By Mark Bardsley, MLIS Day
This month's blast comes from the February 1993 issue of the Sojourner - forerunner to today's Silverfish.
Don't let the pepto-bismol colored background to this informative column distract you, for therein our predecessors were schooled in the sophisticated wonders of "cut and paste" between two windows. If you haven't exercised your ability to cut and paste recently, I invite you to do so. See the iSchool Knowledge Base if you have questions.

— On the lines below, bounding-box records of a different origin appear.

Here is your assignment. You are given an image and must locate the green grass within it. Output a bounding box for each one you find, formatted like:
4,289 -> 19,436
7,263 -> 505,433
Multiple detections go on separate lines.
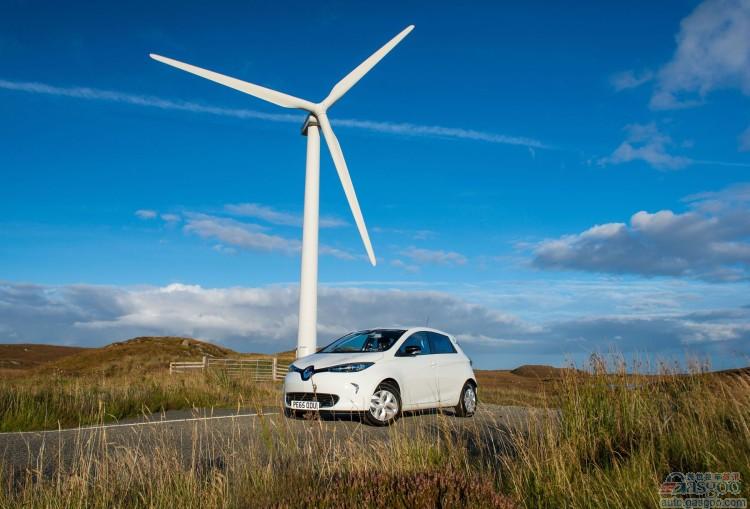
503,356 -> 750,508
0,356 -> 750,508
0,372 -> 280,431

Now that you've cut and pasted between two digitally rendered windows, I invite you to recall the paste you used in elementary school. It wasn't control + v or command + v or Edit >Paste. No, it was in a white plastic Elmer's bottle. If the paste had a slightly minty smell you had the real deal. Otherwise, like me, your school was on a tight budget and your paste was homemade. Either way, a few sly lifts of a loaded paste applicator (cousin to the tongue depressor) to the mouth held one over until lunch.
Those were the days. I ask you, what fulfillment is there in today's cut and paste? Carpal Tunnel? But I risk sounding like a Luddite. Perhaps there is something to be said for the time I recently saved cutting and pasting fragments of a group project to create a single messy work. I don't recall, but the exercise probably generated fulfilling endorphins. Perhaps the old Sojourner column is significant in that it allows us to glimpse the dawn of a new era where cutting and pasting doesn't taste good, it facilitates the productivity illusion which helps us feel good.